Wszystko już było i to, co się dzieje to tylko jąkanie historii. Dwa i pół tysiąca lat temu Grecy, tak jak my, mieli potężnego sąsiada i też mieli demokrację. Co śmieszniejsze mieli też swój Smoleńsk. Rolę napromieniowanej Czarnobylem metropolii czerwonoruskiej odgrywał w tamtych odległych, ale równie głupkowatych czasach Archipelag Arginuzyjski. Ateńscy wodzowie pokonali tam Spartan uwalniając z oblężenia jedną z własnych armii, którą Spartanie zamknęli w potrzasku. Było tych wodzów ośmiu. Ich pech polegał na tym, że pod koniec bitwy rozpętała się burza morska, przez co nie mogli uratować rozbitków ze zniszczonych okrętów Ateńskich. Po powrocie do Aten kazano strategom tłumaczyć się z tego, że nie ratowali rozbitków, a uznano, że to musi być ich, tzn. wodzów wina, ponieważ oni sami nikogo innego nie obwiniali, a całą winę zwalali na brzozę, oj pardon, burzę. Oto fragment w którym Ksenofont opisuje początek śledztwa arginuzyjskiego:
[…] w radzie opowiadali strategowie o bitwie i o gwałtowności burzy. Kiedy jednak Timokrates oświadczył, że i pozostałych strategów należy uwięzić i pod sąd oddać, rada i ich uwięziła.
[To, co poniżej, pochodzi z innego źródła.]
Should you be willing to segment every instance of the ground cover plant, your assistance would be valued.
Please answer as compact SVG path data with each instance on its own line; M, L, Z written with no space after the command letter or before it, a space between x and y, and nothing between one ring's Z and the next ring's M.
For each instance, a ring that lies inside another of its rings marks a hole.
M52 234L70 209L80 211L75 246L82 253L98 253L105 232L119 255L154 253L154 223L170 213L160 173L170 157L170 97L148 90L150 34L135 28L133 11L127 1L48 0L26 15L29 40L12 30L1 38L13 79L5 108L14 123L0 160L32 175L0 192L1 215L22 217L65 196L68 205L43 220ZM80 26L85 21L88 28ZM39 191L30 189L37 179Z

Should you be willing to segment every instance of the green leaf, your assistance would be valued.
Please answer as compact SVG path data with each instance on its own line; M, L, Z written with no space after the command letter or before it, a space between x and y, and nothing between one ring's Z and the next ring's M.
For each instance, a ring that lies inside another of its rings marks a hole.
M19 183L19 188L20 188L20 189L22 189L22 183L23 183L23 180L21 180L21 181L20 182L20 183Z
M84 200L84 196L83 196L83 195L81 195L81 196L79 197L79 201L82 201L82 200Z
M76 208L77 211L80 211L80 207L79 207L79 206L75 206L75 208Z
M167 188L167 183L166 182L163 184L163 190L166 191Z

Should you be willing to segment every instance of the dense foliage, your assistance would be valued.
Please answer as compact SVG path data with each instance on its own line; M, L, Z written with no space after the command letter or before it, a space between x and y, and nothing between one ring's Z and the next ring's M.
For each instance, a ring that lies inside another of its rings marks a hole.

Następnie odbyło się zgromadzenie ludowe, na którym inni poczęli oskarżać strategów, a zwłaszcza Teramenes, że powinni się wytłumaczyć przed sądem z tego, że nie uratowali rozbitków, a na dowód, że oni nikogo innego o to nie winili, pokazywał list, przysłany przez nich do rady i narodu ateńskiego, nie szukający winy w niczym innym poza burzą. Potem jednak każdy ze strategów wygłosił krótką obronę, gdyż nie dano im zgodnie z prawem czasu na dłuższe przemówienie, a wszyscy przedstawili przebieg wypadków: że oni sami płynęli na wroga, ratować zaś rozbitków nakazali dowódcom okrętów, ludziom do tego odpowiednim, byłym strategom, Teramenesowi i Trasybulowi, oraz innym podobnym - — i jeżeli koniecznie trzeba kogoś obwiniać w sprawie ratowania rozbitków, to nikogo innego poza tymi, komu to było nakazane; „Z tego powodu, że oni nas obwiniają — mówili oni — nie będziemy kłamliwie twierdzić, że to oni sami są sprawcami nieszczęścia, lecz że gwałtowność burzy przeszkodziła ratowaniu” — i na potwierdzenie tego jako świadków stawiali sterników i wielu innych uczestników wyprawy [Ksenofont, Historie greckie, ks. I, VI, 5–7].
Ale co tam sternicy i inni ludzie, którzy rzeczywiście tam byli. Za szczególnie wiarygodne uznano sprawozdanie kogoś, kto sam o sobie mówił (czemu miałby kłamać?), że ocalał płynąc na beczce z mąką, a umierający marynarze kazali mu przekazać mieszkańcom Aten, że ich śmierci są winni tylko i wyłącznie postawieni w stan oskarżenia strategowie. Oto sprawozdanie Ksenofonta:
Przed zgromadzenie wystąpił także pewien człowiek, twierdzący o sobie, że uratował się na beczce mąki i że tonący marynarze powierzyli mu w razie uratowania się obowiązek obwieszczenia ludowi, że tych, którzy w obronie ojczyzny okazali się najdzielniejsi, nie uratowali właśnie strategowie [Ksenofont, Historie greckie, ks. I, VI, 10–12].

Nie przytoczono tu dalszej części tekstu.